1. LangChain 聊天模板（ChatPromptTemplate）用法

1.1 通过消息数组创建聊天消息模板

用 ChatPromptTemplate.from_messages() 创建聊天消息模板。
每条消息由“角色/类型”+“内容”组成。常见角色有：
- system：系统消息
- human：用户消息
- ai：AI/助手回复
消息内容支持插入参数（如 {name}、{user_input}），后续用 .format_messages() 传值渲染。

示例代码：

from langchain_core.prompts import ChatPromptTemplate

chat_template = ChatPromptTemplate.from_messages([
    ("system", "你是一位人工智能助手，你的名字是{name}。"),
    ("human", "你好"),
    ("ai", "我很好，谢谢！"),
    ("human", "{user_input}"),
])

messages = chat_template.format_messages(name="Bob", user_input="你的名字叫什么？")
print(messages)

输出结果为格式化后的消息列表，带入了具体参数。

1.2 使用消息类（SystemMessage, HumanMessagePromptTemplate）方式

支持直接用消息类（如 SystemMessage、HumanMessagePromptTemplate）声明消息，更加类型安全和结构清晰。
SystemMessage 可指定内容，HumanMessagePromptTemplate.from_template() 支持模板变量。

示例代码：

from langchain.prompts import HumanMessagePromptTemplate
from langchain_core.messages import SystemMessage
from langchain_core.prompts import ChatPromptTemplate

chat_template = ChatPromptTemplate.from_messages([
	# 声明消息
    SystemMessage(content="你是一个乐于助人的助手，可以润色内容，使其看起来更简单易读。"),
    HumanMessagePromptTemplate.from_template("{text}"),
])

messages = chat_template.format_messages(text="我不喜欢吃好吃的东西")
print(messages)

1.3 MessagesPlaceholder 用法简介

作用：MessagesPlaceholder 用于在 ChatPromptTemplate 中占位，让用户可以动态插入一组消息（如多轮对话历史）到指定位置。
典型场景：在多轮对话、需要插入动态消息列表时非常实用。

示例代码：

from langchain_core.prompts import ChatPromptTemplate, MessagesPlaceholder
from langchain_core.messages import HumanMessage

# 创建带占位符的聊天模板
prompt_template = ChatPromptTemplate.from_messages([
    ("system", "You are a helpful assistant"),
    MessagesPlaceholder("msgs"),  # 这里 "msgs" 是参数名
])

# 调用模板并动态插入消息列表
prompt_template.invoke({
    "msgs": [HumanMessage(content="hi!")]
})

占位符 "msgs" 可接收消息对象列表（如 HumanMessage、AIMessage 等）。
这让 prompt 能灵活插入对话历史，实现个性化、多轮上下文聊天。

1.4 Few-shot Prompt Templates（少样本提示词模板）

作用：少样本提示词模板通过给模型提供几个示例，帮助其更好理解问题并生成答案。适合没有太多数据的场景，能通过少量的示例指导模型更好地处理新输入。

示例1：问答模板

examples = [
    {
        "question": "什么是螃蟹侠？", 
        "answer": "螃蟹侠是一个虚构的漫画人物。
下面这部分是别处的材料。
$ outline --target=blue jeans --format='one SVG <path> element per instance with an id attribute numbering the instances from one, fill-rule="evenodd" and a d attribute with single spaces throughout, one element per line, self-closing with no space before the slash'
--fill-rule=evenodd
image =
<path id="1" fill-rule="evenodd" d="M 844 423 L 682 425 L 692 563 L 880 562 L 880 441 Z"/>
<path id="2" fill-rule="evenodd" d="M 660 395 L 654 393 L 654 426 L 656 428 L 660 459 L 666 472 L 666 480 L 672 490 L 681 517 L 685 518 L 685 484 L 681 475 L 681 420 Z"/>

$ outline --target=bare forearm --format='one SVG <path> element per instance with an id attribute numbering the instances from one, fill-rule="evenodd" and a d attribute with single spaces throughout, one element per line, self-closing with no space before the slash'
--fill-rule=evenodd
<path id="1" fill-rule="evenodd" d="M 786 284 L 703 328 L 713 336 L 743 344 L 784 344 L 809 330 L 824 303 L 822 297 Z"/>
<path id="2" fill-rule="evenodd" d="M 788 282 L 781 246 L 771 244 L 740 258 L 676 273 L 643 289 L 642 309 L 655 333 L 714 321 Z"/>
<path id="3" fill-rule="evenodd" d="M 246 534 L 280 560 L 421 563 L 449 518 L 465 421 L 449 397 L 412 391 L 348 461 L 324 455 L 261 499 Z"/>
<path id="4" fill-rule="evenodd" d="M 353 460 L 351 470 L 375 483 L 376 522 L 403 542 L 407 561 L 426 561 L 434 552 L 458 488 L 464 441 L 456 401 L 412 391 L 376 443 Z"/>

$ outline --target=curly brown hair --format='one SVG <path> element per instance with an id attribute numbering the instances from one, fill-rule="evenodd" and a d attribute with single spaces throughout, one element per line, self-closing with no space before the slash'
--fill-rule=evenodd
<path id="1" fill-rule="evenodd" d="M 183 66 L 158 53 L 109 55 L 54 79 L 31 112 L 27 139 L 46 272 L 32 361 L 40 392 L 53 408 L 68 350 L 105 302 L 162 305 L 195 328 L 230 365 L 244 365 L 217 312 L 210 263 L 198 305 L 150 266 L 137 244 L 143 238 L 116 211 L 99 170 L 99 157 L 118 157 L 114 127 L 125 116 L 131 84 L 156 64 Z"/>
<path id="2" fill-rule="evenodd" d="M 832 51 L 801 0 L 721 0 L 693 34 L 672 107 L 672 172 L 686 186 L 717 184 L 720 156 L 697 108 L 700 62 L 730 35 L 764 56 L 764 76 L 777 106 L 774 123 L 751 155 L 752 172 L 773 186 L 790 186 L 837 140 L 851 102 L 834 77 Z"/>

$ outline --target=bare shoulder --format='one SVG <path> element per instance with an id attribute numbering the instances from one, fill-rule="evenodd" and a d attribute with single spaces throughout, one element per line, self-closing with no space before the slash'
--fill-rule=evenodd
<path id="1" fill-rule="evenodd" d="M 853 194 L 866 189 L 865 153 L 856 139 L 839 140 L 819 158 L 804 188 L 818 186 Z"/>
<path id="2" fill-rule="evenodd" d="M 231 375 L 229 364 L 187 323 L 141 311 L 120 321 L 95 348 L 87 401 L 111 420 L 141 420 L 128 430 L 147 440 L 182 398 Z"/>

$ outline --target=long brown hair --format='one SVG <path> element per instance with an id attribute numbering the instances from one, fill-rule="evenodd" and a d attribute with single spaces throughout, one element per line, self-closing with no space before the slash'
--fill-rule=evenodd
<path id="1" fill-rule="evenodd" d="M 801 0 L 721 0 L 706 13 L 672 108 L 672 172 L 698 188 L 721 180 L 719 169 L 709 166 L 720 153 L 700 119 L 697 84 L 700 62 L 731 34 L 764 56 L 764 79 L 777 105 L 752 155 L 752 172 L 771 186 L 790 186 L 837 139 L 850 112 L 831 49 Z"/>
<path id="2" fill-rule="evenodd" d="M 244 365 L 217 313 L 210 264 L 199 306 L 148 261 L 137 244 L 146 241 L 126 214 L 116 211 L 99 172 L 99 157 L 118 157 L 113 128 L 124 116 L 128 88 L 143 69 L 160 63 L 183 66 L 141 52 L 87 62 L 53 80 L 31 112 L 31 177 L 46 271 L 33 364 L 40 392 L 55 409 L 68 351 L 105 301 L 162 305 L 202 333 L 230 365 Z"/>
"
    },
    {
        "question": "什么是torsalplexity?", 
        "answer": "未知。"
    },
    {
        "question": "什么是语言模型？", 
        "answer": "语言模型是用于生成自然语言文本的机器学习模型。"
    }
]

示例2：使用 FewShotPromptTemplate 进行模型训练

from langchain.prompts.few_shot import FewShotPromptTemplate
from langchain.prompts.prompt import PromptTemplate

# 定义 few-shot 示例
examples = [
    {
        "question": "谁的寿命更长，穆罕默德·阿里还是艾伦·图灵？",
        "answer": """
			这里需要跟进问题吗，是的。
			跟进：穆罕默德·阿里去世时多大？
			中间答案：穆罕默德·阿里去世时74岁。
			跟进：艾伦·图灵去世时多大？
			中间答案：艾伦·图灵去世时41岁。
			所以最终答案是：穆罕默德·阿里
			"""
    },
    {
        "question": "craigslist的创始人是什么时候出生的？",
        "answer": """
			这里需要跟进问题吗，是的。
			跟进：craigslist的创始人是谁？
			中间答案：craigslist由Craig Newmark创立。
			跟进：Craig Newmark是什么时候出生的？
			中间答案：Craig Newmark于1952年12月6日出生。
			所以最终答案是：1952年12月6日
			"""
    },
    {
	    "question": "乔治·华盛顿的祖父母中的母亲是谁？",
	    "answer": """
		    这里需要跟进问题吗：是的。
			跟进：乔治·华盛顿的母亲是谁？
			中间答案：乔治·华盛顿的母亲是Mary Ball Washington。
			跟进：Mary Ball Washington的父亲是谁？
			中间答案：Mary Ball Washington的父亲是Joseph Ball。
			所以最终答案是：Joseph Ball
		"""
    }
]

# 定义单个问答示例的渲染模板
example_prompt = PromptTemplate(
    input_variables=["question", "answer"],
    template="问题：{question}\n{answer}"
)

# 构建 FewShotPromptTemplate
prompt = FewShotPromptTemplate(
    examples=examples,  # 示例问答对
    example_prompt=example_prompt,  # 渲染格式
    suffix="问题：{input}",         # 用户输入部分
    input_variables=["input"]       # 用户输入变量名
)

# 格式化生成完整的 Prompt
print(prompt.format(input="乔治·华盛顿的父亲是谁？"))

总结：
- Few-shot Prompt Templates 通过提供少量示例，帮助模型更好理解问题和回答结构。
- 模板可以灵活配置，包括输入输出格式、示例提取与格式化等。
- 适用于数据较少的场景，让模型能够更好地进行泛化。

1.5 创建小样本示例的格式化``

在 Python 里，用 ** 可以把一个字典里的键值对，展开成函数的命名参数。
在你的例子里，example_prompt.format(**example) 等价于
example_prompt.format(question=..., answer=...)。
这种用法特别适合批量渲染模板，不用手动一个个传变量，字典变量名和模板变量名一一对应就行。

例子

example_prompt = PromptTemplate(
    input_variables=["question", "answer"],
    template="问题：{question}\n{answer}"
)

examples = {"question": "乔治·华盛顿的父亲是谁？", "answer": "Augustine Washington"}
print(example_prompt.format(**examples))

输出：

1 2	`问题：乔治·华盛顿的父亲是谁？ Augustine Washington`

1.6 示例选择器 ExampleSelector 的用法

ExampleSelector 用于动态选择最合适的 few-shot 示例，而不是每次把所有示例都插入提示词。
常用场景：few-shot prompt，根据输入自动挑选与输入最相似的样本问答，提升 LLM 回答的准确性和相关性。
安装：pip install langchain-community
安装：pip install chromadb
主要思路
- 将所有示例（examples）文本通过 embedding（如 OpenAI 的 text-embedding-ada-002）转为向量。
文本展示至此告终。